Mas o jornalista uruguaio Andrés Reyes apresenta uma visão mais particular da derrocada celeste no estrangeiro. “Creio que o fator econômico incida, mas que não seja decisivo. Atualmente, os grandes do Uruguai, Nacional e Peñarol, pagam salários importantes e manejam orçamentos que se não se aproximam dos principais clubes da Argentina e do Brasil, são semelhantes ou até maiores que os de equipes como Olimpia, Nacional-PAR, Once Caldas e todos os demais ‘não poderosos’ que definiram a Libertadores nos últimos anos. Inclusive o Defensor Sporting [também uruguaio], que teve mais participações que Nacional e Peñarol com orçamentos muito mais baixos.”

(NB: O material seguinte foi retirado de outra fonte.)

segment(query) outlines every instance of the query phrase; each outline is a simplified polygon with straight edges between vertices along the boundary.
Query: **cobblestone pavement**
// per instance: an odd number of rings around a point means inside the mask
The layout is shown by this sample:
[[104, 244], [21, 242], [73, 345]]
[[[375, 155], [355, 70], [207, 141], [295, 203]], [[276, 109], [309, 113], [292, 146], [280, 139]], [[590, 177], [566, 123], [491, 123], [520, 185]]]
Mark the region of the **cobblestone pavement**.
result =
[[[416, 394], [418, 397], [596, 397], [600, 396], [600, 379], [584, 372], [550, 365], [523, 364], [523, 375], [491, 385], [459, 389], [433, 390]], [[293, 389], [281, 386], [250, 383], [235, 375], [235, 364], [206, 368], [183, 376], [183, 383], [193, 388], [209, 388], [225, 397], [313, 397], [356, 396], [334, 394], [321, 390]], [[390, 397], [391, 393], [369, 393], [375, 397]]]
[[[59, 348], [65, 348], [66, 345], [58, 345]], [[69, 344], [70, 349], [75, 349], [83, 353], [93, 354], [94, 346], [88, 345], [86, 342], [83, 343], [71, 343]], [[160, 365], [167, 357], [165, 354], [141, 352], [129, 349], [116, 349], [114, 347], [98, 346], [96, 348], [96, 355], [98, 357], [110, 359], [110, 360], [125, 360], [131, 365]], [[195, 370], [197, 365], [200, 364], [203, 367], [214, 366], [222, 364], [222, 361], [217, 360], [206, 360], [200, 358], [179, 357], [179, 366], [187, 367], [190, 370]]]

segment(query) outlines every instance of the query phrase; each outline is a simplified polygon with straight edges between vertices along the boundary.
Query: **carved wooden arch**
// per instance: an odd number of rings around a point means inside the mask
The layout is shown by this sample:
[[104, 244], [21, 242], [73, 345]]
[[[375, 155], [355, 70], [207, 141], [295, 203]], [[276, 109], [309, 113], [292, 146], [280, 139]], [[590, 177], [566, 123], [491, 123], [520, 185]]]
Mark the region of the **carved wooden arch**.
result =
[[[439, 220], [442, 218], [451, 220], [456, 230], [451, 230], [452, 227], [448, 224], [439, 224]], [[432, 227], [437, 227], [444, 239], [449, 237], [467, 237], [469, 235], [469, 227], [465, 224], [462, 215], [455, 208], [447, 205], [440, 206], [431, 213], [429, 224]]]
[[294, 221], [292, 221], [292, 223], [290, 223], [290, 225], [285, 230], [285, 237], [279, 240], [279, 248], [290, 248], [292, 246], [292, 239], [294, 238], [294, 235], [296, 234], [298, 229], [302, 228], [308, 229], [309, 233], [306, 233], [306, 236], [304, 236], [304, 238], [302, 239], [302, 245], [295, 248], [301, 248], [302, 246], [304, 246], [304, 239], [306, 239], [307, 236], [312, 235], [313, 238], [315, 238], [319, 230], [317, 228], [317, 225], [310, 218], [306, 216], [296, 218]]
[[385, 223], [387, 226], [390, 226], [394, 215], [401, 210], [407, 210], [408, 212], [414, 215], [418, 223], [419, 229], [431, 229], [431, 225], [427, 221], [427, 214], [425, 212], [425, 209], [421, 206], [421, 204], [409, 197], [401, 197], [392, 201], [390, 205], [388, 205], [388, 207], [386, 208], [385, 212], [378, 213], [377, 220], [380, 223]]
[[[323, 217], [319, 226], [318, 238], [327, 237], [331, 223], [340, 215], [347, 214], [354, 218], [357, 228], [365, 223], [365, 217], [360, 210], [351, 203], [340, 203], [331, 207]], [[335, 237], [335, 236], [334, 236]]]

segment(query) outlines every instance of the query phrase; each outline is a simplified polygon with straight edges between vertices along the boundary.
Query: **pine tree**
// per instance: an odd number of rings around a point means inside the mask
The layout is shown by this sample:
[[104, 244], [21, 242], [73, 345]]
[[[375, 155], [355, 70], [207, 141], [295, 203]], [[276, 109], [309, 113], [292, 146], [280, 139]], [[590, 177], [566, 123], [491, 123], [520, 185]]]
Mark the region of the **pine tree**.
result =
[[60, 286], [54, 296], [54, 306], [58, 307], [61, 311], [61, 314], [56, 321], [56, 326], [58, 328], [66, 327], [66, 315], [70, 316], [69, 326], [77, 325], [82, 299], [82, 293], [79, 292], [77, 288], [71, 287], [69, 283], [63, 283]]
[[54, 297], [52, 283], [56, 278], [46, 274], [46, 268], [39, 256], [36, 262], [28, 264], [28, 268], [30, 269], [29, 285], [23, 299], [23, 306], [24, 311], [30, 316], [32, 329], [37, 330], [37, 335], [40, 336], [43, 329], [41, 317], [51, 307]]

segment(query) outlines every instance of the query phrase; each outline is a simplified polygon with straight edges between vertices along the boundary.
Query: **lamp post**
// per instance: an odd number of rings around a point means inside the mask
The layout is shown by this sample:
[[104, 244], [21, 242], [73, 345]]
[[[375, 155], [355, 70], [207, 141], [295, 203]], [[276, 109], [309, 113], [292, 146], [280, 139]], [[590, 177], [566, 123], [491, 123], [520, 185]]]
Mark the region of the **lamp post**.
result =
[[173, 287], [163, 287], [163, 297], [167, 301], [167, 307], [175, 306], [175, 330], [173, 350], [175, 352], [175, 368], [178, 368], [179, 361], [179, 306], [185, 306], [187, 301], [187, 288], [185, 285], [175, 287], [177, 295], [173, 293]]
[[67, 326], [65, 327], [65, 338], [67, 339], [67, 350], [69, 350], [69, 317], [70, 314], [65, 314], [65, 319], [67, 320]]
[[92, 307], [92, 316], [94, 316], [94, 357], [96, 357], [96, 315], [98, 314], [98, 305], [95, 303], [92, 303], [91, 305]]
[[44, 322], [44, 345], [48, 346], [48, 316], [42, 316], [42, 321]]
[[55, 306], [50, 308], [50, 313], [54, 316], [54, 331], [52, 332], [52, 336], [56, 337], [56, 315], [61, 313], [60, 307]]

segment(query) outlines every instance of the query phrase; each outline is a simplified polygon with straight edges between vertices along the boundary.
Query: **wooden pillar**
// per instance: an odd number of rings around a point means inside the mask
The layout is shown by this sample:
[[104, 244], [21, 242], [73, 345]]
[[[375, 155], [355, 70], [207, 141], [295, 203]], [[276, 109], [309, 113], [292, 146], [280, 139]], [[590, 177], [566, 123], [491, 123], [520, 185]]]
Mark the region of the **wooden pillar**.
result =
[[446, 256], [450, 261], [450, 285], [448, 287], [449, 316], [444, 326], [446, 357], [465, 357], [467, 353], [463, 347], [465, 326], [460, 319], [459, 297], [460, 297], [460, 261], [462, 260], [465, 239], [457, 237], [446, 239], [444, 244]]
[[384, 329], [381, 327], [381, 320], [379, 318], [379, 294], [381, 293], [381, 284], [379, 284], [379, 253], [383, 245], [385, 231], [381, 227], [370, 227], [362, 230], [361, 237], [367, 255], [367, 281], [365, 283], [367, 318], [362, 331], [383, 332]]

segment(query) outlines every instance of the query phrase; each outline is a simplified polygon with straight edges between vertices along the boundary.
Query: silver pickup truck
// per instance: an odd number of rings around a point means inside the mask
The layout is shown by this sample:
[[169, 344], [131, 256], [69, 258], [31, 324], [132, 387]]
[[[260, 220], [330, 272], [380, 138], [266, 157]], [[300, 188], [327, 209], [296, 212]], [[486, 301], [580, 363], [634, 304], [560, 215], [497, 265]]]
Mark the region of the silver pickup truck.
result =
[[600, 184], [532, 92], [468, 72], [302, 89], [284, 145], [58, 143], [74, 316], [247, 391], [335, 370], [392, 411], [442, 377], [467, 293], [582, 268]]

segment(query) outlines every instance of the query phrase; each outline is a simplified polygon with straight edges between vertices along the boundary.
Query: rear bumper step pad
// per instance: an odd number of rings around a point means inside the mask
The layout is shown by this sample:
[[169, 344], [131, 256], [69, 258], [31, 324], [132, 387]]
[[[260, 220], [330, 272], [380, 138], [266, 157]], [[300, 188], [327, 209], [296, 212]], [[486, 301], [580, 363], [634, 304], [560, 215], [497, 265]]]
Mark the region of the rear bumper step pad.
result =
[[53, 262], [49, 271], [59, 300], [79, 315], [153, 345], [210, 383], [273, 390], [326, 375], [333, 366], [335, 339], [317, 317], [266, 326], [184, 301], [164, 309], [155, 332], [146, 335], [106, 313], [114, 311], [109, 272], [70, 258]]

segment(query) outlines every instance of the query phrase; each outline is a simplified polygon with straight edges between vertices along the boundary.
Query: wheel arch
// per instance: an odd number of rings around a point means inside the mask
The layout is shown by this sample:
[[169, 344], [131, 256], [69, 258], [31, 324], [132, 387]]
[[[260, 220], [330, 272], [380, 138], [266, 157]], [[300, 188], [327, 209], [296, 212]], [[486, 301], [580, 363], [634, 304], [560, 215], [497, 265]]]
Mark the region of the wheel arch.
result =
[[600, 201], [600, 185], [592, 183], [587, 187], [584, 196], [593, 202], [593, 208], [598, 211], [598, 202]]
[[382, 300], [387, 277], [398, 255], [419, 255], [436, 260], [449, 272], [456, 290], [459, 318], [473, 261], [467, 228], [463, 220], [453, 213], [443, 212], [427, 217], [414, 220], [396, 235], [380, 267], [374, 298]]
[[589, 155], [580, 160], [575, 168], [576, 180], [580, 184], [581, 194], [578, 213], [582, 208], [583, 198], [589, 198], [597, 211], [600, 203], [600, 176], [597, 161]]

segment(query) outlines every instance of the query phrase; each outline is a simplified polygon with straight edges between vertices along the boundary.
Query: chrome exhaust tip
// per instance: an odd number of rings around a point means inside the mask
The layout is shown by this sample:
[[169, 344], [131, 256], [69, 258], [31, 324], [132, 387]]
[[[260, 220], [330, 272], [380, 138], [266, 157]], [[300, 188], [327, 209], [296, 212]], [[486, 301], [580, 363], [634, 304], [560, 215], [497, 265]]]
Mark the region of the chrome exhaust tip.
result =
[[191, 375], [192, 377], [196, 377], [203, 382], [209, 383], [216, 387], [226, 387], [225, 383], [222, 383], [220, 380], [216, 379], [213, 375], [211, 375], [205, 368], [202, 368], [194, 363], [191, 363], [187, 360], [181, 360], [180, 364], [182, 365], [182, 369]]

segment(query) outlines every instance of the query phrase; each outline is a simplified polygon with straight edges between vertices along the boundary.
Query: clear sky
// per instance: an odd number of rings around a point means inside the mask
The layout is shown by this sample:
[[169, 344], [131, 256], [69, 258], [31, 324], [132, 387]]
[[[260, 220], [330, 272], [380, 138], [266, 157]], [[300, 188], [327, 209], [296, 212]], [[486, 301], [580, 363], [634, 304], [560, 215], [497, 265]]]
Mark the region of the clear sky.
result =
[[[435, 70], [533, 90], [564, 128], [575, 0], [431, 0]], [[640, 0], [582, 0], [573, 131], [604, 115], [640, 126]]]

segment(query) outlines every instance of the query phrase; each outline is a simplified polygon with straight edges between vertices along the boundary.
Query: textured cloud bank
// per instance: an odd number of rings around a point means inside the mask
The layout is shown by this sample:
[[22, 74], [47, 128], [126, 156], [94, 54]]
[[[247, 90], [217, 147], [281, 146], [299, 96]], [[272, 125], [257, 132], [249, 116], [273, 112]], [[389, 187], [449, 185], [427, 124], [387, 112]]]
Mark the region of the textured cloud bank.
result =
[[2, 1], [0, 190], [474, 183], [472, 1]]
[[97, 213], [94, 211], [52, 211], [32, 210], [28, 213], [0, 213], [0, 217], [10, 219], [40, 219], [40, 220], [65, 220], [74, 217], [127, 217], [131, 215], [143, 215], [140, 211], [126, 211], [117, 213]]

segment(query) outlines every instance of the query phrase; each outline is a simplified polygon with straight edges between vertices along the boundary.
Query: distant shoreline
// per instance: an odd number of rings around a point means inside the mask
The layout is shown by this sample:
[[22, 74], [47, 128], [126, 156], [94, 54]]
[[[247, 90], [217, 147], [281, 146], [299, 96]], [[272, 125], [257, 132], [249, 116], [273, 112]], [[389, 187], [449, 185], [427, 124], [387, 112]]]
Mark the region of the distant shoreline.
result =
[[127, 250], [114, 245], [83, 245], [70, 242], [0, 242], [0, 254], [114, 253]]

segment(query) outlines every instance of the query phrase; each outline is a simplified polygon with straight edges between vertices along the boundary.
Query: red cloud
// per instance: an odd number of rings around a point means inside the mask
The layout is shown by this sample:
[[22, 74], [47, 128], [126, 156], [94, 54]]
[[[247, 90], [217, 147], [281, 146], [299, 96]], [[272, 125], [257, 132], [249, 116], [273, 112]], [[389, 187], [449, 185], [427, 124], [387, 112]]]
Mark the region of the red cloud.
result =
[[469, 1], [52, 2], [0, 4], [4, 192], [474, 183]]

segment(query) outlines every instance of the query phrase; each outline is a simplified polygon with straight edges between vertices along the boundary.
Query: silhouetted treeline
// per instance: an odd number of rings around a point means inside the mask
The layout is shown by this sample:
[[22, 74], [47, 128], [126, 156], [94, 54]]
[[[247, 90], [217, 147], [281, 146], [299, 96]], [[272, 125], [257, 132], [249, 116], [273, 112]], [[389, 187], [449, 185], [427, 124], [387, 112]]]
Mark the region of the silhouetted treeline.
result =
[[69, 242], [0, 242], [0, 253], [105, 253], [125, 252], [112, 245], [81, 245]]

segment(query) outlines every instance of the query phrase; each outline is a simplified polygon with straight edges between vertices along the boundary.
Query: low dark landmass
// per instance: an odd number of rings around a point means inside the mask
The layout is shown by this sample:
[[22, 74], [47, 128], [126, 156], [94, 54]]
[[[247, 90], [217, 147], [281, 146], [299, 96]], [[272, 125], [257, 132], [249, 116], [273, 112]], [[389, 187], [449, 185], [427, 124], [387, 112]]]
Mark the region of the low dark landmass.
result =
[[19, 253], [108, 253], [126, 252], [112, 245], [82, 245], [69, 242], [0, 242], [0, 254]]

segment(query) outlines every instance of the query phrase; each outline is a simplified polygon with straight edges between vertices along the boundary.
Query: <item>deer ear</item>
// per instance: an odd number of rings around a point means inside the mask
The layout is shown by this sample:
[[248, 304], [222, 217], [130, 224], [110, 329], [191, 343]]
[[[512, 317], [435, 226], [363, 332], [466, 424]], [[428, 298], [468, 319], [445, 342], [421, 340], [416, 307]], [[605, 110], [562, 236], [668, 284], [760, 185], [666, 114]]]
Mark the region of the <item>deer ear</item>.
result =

Segundo Reyes, a Libertadores deixou de ser uma prioridade na capital Montevidéu a partir do momento em que a rivalidade entre Nacional e Peñarol ganhou proporções obsessivas e transformou o campeonato nacional em uma disputa pessoal. “Quando em 1997 o Peñarol consegue ser campeão durante cinco anos seguidos, o campeonato passou a ser uma luta entre ambos pelo título ou até para evitar que o rival seja campeão.”
“Chegamos ao extremo de o Nacional, na Libertadores de 2014, jogar com reservas a partir do terceiro jogo da fase de grupos, priorizando o torneio local. Até o final dos anos 1980, era o contrário. Nesse processo, as redes sociais exerceram grande influência: tanto Nacional como Peñarol têm uma pressão constante para ganhar todos os campeonatos nacionais e os clássicos e se perdem, o povo pressiona para que o técnico seja demitido. Por isso as equipes menores, como Defensor e River [do Uruguai], em geral têm campanhas melhores na Libertadores. O Peñarol chegou à final em 2011 sem planejamento, quase por casualidade. Quando os grandes do Uruguai se convencerem de que a glória autêntica se obtém fora das fronteiras e pensarem no torneio nacional como um passo prévio, o problema começará a ser revertido. Por enquanto, estamos longe.”